First show the base case. That easys just shows it holds for n=1. Not sure where to go from there? What term do I add to both sides? Not really sure what the i means in front of the $$\prod$$ on the left side

Homework Helper
Assume it holds for some k. Now try to evaluate for k + 1 and use the fact that it holds for k.

Assume it holds for some k. Now try to evaluate for k + 1 and use the fact that it holds for k.

Yes. This requires that I need to add some term to both sides. Not really sure what term I need to use to construct the induction for k+1

Homework Helper
You have and equality which you wish to show holds for k + 1. Evaluate the left side for k + 1 first - try to express this as a sum of two terms one of which equals the sum for k (which you assumed holds).

You have and equality which you wish to show holds for k + 1. Evaluate the left side for k + 1 first - try to express this as a sum of two terms one of which equals the sum for k (which you assumed holds).

Can you give an example?

Homework Helper
OK, here's how you should start:

$$\sum_{i=1}^{k+1} (i \prod_{j=1}^{i}_{j}) = \sum_{i=1}^{k} (i \prod_{j=1}^{i}_{j}) + (k+1) \prod_{j=1}^{k+1}_{j}$$

Ok so first I replaced all the sum stuff with the right hand side to make it easier to read. By substituting the right side of left side of the initial equality with the right side. That should work fine right?

The I have:

$$\prod_{j=1}^{k+1}_{j} - 1 = \prod_{j=1}^{k+1}_{j} - 1 + (k+1) \prod_{j=1}^{k+1}_{j}$$

But it doesn't seem right..

Homework Helper
Why wouldn't it seem right? You only need to factor out $$\prod_{j=1}^{k+1}_{j}$$.

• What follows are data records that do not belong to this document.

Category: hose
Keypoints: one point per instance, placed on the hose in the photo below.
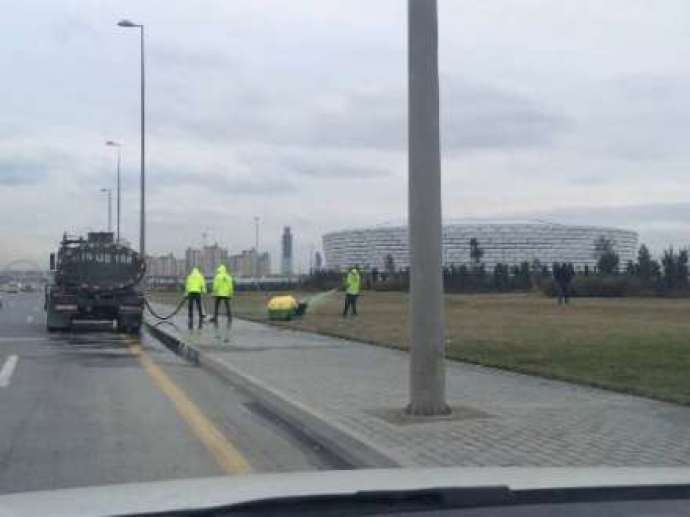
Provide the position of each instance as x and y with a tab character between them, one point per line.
163	318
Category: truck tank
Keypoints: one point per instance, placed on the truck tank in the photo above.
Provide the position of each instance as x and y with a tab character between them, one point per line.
95	279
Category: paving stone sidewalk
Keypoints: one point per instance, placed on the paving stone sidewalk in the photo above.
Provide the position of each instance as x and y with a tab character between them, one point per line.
501	418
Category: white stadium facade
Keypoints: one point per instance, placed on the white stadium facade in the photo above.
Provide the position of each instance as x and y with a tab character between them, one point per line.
509	243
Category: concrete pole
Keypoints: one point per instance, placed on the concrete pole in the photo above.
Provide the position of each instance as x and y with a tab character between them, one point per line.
118	193
110	210
142	207
256	247
427	368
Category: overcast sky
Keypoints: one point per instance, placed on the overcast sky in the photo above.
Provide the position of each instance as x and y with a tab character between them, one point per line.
295	111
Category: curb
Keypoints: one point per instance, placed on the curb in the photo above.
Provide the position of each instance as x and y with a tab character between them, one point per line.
354	450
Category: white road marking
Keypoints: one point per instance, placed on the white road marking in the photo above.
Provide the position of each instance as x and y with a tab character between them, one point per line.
20	338
8	370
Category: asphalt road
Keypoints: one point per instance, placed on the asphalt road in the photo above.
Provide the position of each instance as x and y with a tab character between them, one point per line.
94	407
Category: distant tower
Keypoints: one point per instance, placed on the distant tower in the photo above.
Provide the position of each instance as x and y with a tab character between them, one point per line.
286	268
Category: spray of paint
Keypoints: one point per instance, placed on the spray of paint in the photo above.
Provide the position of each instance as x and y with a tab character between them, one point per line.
318	299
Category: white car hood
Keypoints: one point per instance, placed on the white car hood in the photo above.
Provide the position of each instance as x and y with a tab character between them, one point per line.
220	491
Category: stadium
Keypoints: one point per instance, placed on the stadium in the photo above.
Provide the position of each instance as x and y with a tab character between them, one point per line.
507	243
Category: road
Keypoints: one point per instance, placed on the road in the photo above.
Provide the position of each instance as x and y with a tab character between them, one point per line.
93	407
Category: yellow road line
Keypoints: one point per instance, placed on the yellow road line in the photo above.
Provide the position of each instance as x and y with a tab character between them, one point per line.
224	452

$$\prod_{j=1}^{k+1}_{j} - 1 = \prod_{j=1}^{k+1}_{j} - 1 + (k+1) \prod_{j=1}^{k+1}_{j}$$

Ok so I also cancel out the -1 on both sides, then I factor out
$$\prod_{j=1}^{k+1}_{j}$$ and I get

$$\prod_{j=1}^{k+1}_{j} = 1 +(k+1)(\prod_{j=1}^{k+1}_{j})$$

then cancel out the prod_{j=1}^{k+1}_{j} ?

$$1 = 1 + (k+1)$$

$$k=-1$$

What now?

$$\sum_{i=1}^{k+1} (i \prod_{j=1}^{i}_{j}) = \sum_{i=1}^{k} (i \prod_{j=1}^{i}_{j}) + (k+1) \prod_{j=1}^{k+1}_{j} = \prod_{j=1}^{k+1}_{j} - 1 + (k+1) \prod_{j=1}^{k+1}_{j}$$
You are not canceling out different sides of the equation, you're only evaluating an equality - now factor out $$\prod_{j=1}^{k+1}_{j}$$.